Setting your sails to the Boat by Michael McNamara



FORESAIL When the wind is flowing over the sail properly the windward windtufts will angle upwards and the leeward windtufts will be horizontal. 

In order to point as high as possible, the sail must work as a complete unit throughout its length. So, make sure that all three windward windtufts collapse at the same time when you luft up. If the top windtuft collapses first, the leech is too slack and so, the fairlead must be moved slightly forward and/or the sheet tensioned. If the bottom windtuft goes first, then slacken the leech by easing the fairlead aft, and/or easing the sheet. 

Keep down to a minimum the amount of jib luff sag (which gives unwanted fullness at the front) by adjusting rig tension so that the leeward shroud does not go slack. 

If there is an eye at the tack, the luff of the sail can be tensioned to suit the weather conditions. This usually means tightening the luff in a breeze or when the sail gets older. If horizontal creases appear along the luff then tension it slightly until they disappear but do not over tension as this drags the flow forward and ruins pointing. 

MAINSAIL The sail is designed to give optimum performance when the last 6″ of the top batten and the last 2′ 0″ of the boom are parallel Use kicking strap and mainsheet to achieve this i.e. if the top batten is more open than the boom tension both, while if it is tighter, ease them both. 

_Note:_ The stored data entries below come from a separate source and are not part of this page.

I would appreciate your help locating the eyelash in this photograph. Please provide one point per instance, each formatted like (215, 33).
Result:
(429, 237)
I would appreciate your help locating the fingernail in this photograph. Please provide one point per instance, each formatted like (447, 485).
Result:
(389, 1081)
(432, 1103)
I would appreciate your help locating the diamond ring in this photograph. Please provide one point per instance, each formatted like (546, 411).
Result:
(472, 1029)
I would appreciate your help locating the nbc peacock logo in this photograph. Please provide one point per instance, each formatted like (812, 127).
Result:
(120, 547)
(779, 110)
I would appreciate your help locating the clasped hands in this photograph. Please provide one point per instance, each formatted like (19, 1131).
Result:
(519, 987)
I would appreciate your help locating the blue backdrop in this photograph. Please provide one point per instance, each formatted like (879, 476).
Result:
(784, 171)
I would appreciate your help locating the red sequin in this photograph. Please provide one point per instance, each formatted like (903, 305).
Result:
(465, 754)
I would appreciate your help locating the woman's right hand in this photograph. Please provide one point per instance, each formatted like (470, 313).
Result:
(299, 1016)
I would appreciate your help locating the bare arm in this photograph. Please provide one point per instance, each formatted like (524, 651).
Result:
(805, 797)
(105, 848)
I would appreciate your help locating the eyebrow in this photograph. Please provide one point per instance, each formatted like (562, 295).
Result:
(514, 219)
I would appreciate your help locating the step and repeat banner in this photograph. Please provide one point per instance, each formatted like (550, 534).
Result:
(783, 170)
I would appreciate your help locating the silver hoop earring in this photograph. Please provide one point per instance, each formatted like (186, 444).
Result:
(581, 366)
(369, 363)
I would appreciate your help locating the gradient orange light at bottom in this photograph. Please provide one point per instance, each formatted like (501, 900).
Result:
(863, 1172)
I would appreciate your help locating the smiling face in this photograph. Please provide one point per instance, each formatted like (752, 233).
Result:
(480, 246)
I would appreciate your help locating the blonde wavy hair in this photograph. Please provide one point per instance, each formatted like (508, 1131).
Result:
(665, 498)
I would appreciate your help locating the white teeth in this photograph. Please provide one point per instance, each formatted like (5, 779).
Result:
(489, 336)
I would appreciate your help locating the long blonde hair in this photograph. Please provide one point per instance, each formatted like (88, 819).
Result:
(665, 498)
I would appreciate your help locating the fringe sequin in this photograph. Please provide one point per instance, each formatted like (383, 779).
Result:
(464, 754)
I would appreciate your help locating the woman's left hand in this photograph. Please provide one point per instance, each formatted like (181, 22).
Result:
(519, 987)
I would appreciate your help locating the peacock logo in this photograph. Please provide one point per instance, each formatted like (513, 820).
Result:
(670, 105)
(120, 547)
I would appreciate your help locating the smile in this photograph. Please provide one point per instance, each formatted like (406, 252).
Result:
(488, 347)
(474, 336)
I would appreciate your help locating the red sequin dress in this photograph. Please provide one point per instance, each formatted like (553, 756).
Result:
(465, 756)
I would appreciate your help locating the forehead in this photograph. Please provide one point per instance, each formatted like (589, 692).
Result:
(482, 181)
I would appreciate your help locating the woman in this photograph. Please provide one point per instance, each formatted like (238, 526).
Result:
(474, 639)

Set the luff tension of the sail so that when running in light winds the sail is smooth without ndgmg. If a vertical ridge occurs ease the luff tension until it disappears. If this is hard to remove then check that the mast is not bending backwards in the middle and forward at the top this will prove disastrous on the run. Angle the spreaders aft and/or let the mast move forward at the mast gate until it is straight or bent forwards slightly in the middle (prebend).